3. Industry acceptance of something that cannot be supported in the literature. Breast MRI is a great example. Radiologists love to recommend a breast MRI when they have an ‘indeterminate’ mammogram, but this use of breast MRI cannot be supported in the literature, and may actually be harmful. Doctors freak when the insurance company rejects these, but in truth these doctors are not familiar enough with the literature to realize that what they are asking for is experimental, and possibly harmful. Another example would be something like compounded bioidentical hormones or salivary hormone testing. Lots of people believe in them, yet there is no real literature to support their efficacy, safety, and usefulness. This leads to appropriate insurance rejection, and failed appeals.

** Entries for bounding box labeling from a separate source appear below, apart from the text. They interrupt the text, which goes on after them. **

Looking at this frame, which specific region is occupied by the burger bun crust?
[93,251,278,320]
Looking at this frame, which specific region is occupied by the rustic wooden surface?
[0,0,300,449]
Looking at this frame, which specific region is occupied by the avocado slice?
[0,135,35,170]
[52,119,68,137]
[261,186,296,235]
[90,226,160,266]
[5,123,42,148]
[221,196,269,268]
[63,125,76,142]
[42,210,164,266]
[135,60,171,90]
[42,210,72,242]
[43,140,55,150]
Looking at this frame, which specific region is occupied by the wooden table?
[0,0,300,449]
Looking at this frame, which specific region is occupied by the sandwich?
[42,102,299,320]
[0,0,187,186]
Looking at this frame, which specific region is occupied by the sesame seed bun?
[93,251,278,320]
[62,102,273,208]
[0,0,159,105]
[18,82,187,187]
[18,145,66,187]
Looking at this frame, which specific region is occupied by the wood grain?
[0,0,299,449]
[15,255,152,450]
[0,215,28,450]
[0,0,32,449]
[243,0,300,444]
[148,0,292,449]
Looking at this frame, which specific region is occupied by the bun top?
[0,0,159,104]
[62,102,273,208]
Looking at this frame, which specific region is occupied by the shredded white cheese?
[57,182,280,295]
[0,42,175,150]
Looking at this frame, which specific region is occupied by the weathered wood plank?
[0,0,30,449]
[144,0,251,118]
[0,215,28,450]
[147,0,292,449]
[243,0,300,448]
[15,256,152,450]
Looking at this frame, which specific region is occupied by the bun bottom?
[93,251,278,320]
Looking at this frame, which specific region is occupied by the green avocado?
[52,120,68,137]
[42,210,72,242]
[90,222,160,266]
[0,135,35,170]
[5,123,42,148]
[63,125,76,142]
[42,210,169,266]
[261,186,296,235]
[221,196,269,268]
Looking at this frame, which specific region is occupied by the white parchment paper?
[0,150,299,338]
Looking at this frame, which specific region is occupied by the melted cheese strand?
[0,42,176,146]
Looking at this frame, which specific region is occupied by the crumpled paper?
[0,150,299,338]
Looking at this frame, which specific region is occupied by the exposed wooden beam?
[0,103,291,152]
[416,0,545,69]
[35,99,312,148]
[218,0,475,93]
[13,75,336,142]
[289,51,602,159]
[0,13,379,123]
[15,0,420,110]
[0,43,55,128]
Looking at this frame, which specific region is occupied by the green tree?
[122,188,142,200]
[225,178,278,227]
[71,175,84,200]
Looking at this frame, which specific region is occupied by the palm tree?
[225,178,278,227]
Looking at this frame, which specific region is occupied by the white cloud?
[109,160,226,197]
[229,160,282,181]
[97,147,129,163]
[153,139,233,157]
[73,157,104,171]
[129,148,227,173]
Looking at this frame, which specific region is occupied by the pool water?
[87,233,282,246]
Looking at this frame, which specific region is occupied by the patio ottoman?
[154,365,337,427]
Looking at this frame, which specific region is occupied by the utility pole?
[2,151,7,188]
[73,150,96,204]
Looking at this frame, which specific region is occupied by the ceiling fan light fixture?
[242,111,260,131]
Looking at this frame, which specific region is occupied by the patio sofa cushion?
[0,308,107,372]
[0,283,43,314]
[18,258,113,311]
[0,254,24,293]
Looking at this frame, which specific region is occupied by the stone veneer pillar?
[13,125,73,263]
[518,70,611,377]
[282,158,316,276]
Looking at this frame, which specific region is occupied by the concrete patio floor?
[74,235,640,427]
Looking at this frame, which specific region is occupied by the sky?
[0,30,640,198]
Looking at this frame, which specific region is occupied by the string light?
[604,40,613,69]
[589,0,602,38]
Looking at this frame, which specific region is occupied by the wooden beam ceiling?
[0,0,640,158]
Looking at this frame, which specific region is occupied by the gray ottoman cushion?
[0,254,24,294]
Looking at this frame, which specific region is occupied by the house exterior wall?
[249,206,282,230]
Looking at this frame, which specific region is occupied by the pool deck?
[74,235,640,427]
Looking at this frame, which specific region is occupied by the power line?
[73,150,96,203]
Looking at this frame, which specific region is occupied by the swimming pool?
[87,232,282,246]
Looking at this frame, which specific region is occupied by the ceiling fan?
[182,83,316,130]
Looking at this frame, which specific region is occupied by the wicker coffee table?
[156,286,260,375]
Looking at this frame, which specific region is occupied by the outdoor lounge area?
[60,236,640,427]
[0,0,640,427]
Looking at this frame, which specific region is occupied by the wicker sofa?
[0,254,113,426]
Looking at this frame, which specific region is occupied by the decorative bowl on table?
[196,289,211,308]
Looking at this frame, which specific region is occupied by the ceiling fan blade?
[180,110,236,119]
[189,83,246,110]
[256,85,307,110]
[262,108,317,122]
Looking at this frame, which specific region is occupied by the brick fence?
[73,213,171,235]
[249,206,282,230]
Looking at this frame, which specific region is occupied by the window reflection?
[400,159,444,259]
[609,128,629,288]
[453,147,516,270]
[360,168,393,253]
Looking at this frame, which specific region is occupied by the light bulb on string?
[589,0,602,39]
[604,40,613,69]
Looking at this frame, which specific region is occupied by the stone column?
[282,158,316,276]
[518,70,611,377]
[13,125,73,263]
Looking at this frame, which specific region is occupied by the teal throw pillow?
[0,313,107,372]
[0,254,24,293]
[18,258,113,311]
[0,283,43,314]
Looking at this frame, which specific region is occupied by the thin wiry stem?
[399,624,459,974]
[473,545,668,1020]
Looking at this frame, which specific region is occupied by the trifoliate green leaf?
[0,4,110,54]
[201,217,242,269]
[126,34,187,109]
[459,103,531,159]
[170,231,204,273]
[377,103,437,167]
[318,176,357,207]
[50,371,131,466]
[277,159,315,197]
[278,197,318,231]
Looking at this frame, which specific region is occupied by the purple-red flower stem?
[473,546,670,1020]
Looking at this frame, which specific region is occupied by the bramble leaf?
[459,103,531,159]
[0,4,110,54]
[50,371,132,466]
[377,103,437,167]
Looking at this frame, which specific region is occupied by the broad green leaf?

4. Industry introduction of new technology that has yet to be adequately studied. It is common for industry to try to get their new technology into the standard of care before a study can prove it to lack efficacy. Short armed retropubic/obturator slings are a great example. They were on the market for years before any data proved their efficacy, and we are now finding that they aren’t as good as longer ones (what a surprise!). This is the kind of thing that an insurance company might reject, and rightly so. MRI guided focused ultrasound for fibroids is another good example of this. Its a new technology, and data to show comparable efficacy to traditional therapies just isn’t there, nor for cost effectiveness.
5. Failure to attempt reasonable treatments that are less expensive prior to going to expensive treatments. Docs hate this, but they really should try less expensive things first. In most cases, generic drugs are as good as brand, and it does behoove use to spend less money when we can. Trying some birth control pills for dysfunctional uterine bleeding prior to going to hysterectomy is not only cost effective, it is good medicine. As docs in general are often not worrying too much about cost, insurance companies worry about it for us. It is the job we have asked them to do when we decided to create the insurance system about 30 years ago (blame Nixon.)
In my time working with this stuff, I have been genuinely impressed with a consistent desire to cover evidence based and efficacious care from every insurance official I have spoken to. While the company as a whole may be profit driven, the guidelines they use to ration care seem completely appropriate and up to date. As physicians, there will be times that we are forced to justify what we do, but this should not be an undue burden. Throughout residency we are forced to justify what we do, and it makes us better doctors. Applying the same skills to creating a rational and well sourced argument for our actions continues to be necessary, and helps us to stay thoughtful and current. Embrace the opportunity to put real words on paper that really describes the course of care. It will make you a better doctor, and will get your therapies approved along the way.